LLM-Assisted Exploit: Anthropic's Mythos Preview Helped Build First Public macOS Kernel Exploit on Apple M5 in Five Days

Security firm Calif has published a writeup detailing how Anthropic's Mythos Preview helped them build the first public macOS kernel memory corruption exploit on Apple's M5 silicon—in just five days. The exploit targets macOS 26.4.1 on bare-metal M5 with kernel Memory Integrity Enforcement (MIE) enabled.
Key Details
- Exploit type: Data-only kernel local privilege escalation (LPE)
- Target: macOS 26.4.1 on Apple M5, with kernel MIE enabled
- Timeline: Bruce Dang found the bugs April 25, Dion Blazakis joined April 27, Josh Maine built tooling, working exploit by May 1 — five days total
- Apple's MIE: Five years of hardware and software development to prevent memory corruption exploits; bypassed in five days with LLM assistance
- Mythos Preview generalizes: Once it learned the bug class, it found similar bugs on entirely new hardware targets
Calif's writeup states: "Apple spent five years building hardware and software to make memory corruption exploits dramatically harder. Our engineers, working together with Mythos Preview, built a working exploit in five days." They also note: "Mythos Preview is powerful: once it has learned how to attack a class of problems, it generalizes to nearly any problem in that class."

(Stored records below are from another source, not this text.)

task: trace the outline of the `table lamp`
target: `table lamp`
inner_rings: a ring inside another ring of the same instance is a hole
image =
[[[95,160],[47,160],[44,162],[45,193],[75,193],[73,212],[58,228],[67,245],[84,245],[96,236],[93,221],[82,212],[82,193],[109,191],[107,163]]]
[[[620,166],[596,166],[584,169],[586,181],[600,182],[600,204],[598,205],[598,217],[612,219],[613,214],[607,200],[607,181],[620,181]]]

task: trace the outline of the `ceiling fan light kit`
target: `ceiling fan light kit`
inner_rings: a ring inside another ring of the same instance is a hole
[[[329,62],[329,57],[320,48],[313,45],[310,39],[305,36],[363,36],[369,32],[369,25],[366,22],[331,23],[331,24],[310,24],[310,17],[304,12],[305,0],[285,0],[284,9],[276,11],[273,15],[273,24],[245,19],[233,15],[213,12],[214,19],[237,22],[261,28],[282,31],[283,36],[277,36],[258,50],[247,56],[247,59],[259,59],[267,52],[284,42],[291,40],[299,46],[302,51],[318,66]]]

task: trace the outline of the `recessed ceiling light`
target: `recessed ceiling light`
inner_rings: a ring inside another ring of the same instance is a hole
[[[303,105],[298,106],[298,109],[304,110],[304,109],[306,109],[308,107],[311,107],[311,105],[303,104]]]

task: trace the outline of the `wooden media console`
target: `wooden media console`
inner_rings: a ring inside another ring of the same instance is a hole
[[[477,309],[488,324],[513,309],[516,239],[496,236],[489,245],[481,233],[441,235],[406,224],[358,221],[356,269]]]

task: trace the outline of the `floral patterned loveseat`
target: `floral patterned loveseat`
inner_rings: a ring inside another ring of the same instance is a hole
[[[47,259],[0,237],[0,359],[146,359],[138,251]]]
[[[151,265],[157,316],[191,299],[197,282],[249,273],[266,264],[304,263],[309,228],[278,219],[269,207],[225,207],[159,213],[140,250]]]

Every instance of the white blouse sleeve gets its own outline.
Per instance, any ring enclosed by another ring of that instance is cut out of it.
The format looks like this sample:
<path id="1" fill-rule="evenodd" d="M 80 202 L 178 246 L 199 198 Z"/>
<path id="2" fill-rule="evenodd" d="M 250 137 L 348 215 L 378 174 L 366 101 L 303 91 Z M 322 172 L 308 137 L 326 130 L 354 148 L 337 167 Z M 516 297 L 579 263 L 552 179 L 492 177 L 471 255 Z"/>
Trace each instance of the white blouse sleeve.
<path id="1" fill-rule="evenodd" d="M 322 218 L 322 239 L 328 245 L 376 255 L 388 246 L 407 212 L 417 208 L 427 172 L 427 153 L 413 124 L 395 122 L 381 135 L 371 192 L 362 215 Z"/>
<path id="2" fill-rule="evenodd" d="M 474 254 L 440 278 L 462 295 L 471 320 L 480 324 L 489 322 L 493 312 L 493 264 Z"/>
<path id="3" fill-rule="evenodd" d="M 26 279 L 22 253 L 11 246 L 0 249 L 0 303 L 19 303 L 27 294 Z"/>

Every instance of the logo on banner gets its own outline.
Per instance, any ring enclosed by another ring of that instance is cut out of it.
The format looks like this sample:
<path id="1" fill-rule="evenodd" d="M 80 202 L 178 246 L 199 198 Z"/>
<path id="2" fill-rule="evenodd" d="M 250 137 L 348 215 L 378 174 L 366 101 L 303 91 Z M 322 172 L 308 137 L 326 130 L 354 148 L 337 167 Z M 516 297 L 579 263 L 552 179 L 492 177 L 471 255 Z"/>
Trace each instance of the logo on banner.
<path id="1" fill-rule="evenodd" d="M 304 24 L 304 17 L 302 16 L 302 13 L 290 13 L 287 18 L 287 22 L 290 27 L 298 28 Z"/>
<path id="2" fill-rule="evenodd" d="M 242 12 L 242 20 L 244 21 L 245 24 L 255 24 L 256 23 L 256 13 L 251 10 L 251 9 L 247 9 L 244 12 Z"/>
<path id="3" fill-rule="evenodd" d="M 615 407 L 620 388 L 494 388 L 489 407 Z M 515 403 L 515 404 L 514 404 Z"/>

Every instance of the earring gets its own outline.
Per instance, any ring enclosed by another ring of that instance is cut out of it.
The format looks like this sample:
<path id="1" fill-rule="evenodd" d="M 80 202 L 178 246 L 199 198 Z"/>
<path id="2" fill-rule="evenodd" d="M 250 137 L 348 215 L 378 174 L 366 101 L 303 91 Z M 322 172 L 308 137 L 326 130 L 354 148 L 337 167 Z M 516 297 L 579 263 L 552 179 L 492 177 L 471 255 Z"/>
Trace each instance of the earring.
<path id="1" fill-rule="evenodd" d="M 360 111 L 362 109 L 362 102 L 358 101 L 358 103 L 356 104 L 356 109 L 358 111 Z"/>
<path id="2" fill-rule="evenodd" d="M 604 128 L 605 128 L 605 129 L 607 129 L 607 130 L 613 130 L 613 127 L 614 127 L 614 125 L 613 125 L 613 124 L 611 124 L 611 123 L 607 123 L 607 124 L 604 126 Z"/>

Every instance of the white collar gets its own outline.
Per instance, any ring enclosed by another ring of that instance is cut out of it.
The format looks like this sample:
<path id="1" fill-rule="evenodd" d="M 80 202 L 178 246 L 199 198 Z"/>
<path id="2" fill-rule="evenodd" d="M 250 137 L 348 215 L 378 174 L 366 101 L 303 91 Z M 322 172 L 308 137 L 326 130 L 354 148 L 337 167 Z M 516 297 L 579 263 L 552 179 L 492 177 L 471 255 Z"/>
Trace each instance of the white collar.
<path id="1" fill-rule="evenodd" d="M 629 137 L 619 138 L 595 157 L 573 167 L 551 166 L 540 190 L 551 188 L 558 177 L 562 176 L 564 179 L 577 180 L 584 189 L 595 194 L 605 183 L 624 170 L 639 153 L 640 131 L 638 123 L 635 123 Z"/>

According to Hacker News comments, Mythos Preview is not publicly available; it is restricted to trusted organizations under what is being called "Project Glasswing." Calif appears to be one of the trusted testers, having previously done pentesting for Anthropic. Apple has received the full report (laser printed, delivered in person at Apple Park). Technical details will be released after Apple ships a fix.
This event marks a significant milestone in using LLM-assisted tooling for offensive security research, demonstrating that AI can accelerate exploit development against modern hardware defenses. For developers and security researchers, it underscores the need to reevaluate trust assumptions even in hardware-backed security mechanisms.